A branch and bound algorithm for computing the best subset regression models

An efficient branch-and-bound algorithm for computing the best-subset regression models is proposed. The algorithm avoids the computation of the whole regression tree that generates all possible subset models. It is formally shown that if the branch-and-bound test holds, then the current subtree together with its right-hand side subtrees are cut. This reduces significantly the computational burden of the proposed algorithm when compared to an existing leaps-and-bounds method which generates two trees. Specifically, the proposed algorithm, which is based on orthogonal transformations, outperforms by O(n3) the leaps-and-bounds strategy. The criteria used in identifying the best subsets are based on monotone functions of the residual sum of squares (RSS) such as R2, adjusted R2, mean square error of prediction, and Cp. Strategies and heuristics that improve the computational performance of the proposed algorithm are investigated. A computationally efficient heuristic version of the branch-and-bound strategy which decides to cut subtrees using a tolerance parameter is proposed. The heuristic algorithm derives models close to the best ones. However, it is shown analytically that the relative error of the RSS, and consequently the corresponding statistic, of the computed subsets is smaller than the value of the tolerance parameter which lies between zero and one.
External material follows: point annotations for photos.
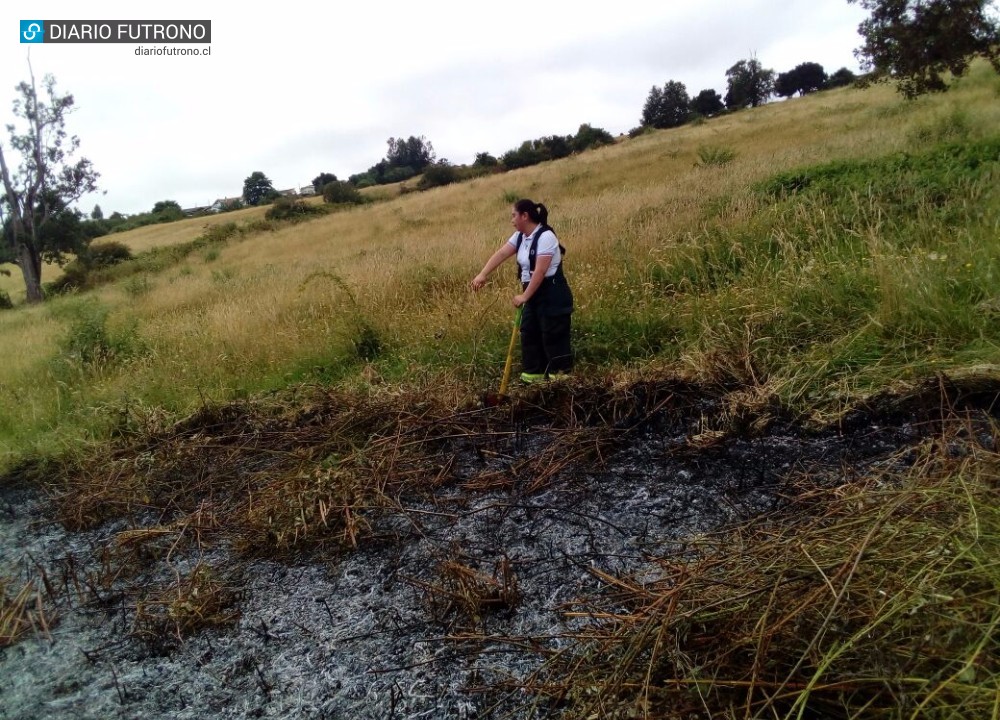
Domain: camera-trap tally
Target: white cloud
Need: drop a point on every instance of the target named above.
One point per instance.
(297, 90)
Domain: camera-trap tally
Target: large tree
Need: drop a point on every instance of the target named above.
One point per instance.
(666, 107)
(749, 84)
(917, 41)
(257, 189)
(707, 103)
(45, 181)
(802, 79)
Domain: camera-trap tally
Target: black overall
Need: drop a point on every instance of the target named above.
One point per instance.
(545, 320)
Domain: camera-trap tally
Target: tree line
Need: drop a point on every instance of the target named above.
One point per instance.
(915, 43)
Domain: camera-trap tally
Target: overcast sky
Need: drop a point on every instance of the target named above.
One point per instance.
(295, 89)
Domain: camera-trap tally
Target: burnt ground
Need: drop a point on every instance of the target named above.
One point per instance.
(386, 630)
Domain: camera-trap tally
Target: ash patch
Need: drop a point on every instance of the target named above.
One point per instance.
(378, 632)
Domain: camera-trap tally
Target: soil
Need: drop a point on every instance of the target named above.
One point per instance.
(383, 631)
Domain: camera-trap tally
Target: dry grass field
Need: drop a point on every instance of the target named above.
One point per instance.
(379, 293)
(820, 269)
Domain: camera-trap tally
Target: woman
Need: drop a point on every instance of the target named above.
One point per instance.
(545, 294)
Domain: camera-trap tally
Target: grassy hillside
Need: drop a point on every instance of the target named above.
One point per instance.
(811, 250)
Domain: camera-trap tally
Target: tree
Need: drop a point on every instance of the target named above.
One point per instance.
(802, 79)
(322, 179)
(749, 84)
(841, 78)
(916, 41)
(342, 193)
(667, 107)
(707, 103)
(257, 189)
(588, 136)
(167, 206)
(437, 174)
(39, 190)
(484, 159)
(415, 153)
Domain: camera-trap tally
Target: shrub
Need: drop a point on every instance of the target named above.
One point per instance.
(105, 255)
(437, 175)
(340, 193)
(588, 137)
(74, 277)
(285, 208)
(91, 344)
(715, 155)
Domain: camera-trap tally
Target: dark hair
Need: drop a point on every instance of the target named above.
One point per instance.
(536, 211)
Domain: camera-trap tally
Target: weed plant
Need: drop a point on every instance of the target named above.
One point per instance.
(850, 243)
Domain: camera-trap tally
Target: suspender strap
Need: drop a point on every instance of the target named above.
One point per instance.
(534, 245)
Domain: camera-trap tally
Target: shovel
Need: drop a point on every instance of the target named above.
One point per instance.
(492, 400)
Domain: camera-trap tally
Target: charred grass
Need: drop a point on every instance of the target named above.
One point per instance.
(871, 592)
(871, 597)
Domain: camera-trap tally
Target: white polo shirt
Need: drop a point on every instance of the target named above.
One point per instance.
(548, 245)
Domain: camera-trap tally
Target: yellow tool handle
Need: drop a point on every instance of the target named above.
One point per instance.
(510, 352)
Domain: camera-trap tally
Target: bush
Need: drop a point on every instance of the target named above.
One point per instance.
(74, 277)
(339, 193)
(105, 255)
(436, 175)
(90, 343)
(588, 137)
(285, 208)
(715, 155)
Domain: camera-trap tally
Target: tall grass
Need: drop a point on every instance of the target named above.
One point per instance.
(863, 599)
(877, 268)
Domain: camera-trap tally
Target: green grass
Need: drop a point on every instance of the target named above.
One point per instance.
(847, 242)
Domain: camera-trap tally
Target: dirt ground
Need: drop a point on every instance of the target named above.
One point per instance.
(448, 607)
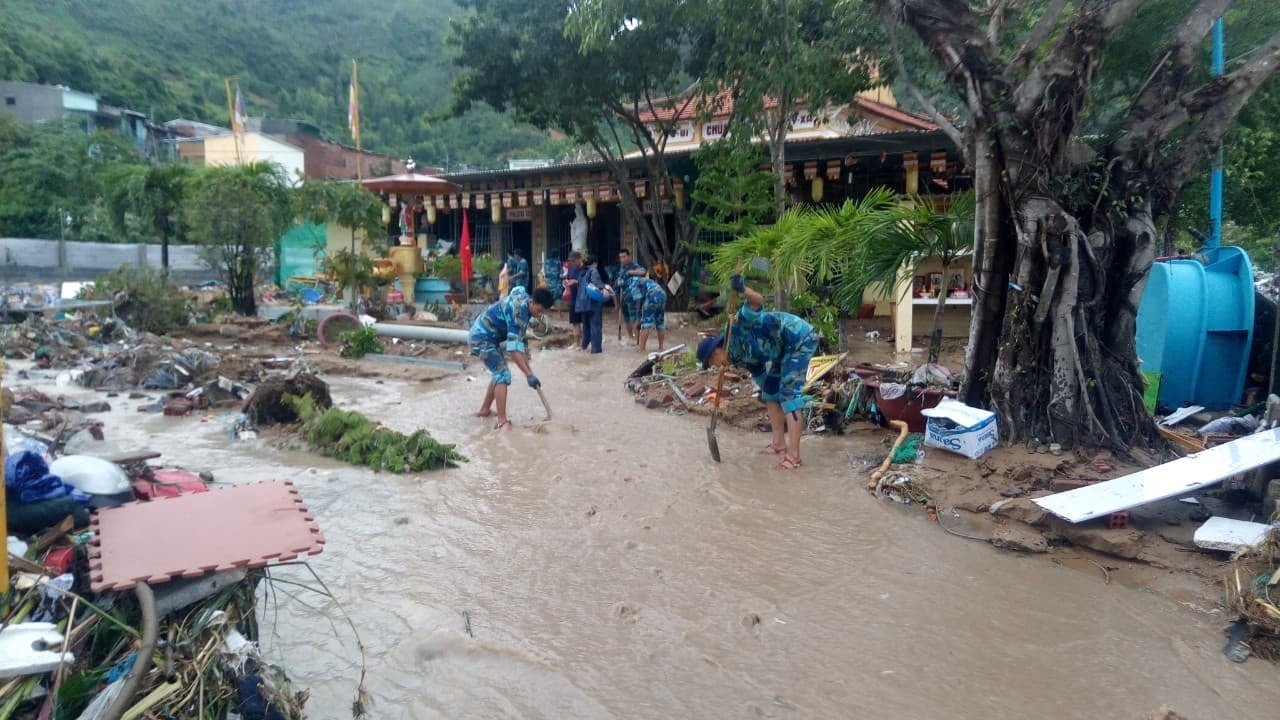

Computational results and experiments on random and real data are presented and analyzed.

[1]  Martin S. Ridout An Improved Branch and Bound Algorithm for Feature Subset Selection , 1988 .

[2]  D. M. Allen Mean Square Error of Prediction as a Criterion for Selecting Variables , 1971 .

[3]  C. Mallows More comments on C p , 1995 .

[4]  Alan J. Miller,et al.  Least Squares Routines to Supplement Those of Gentleman , 1992 .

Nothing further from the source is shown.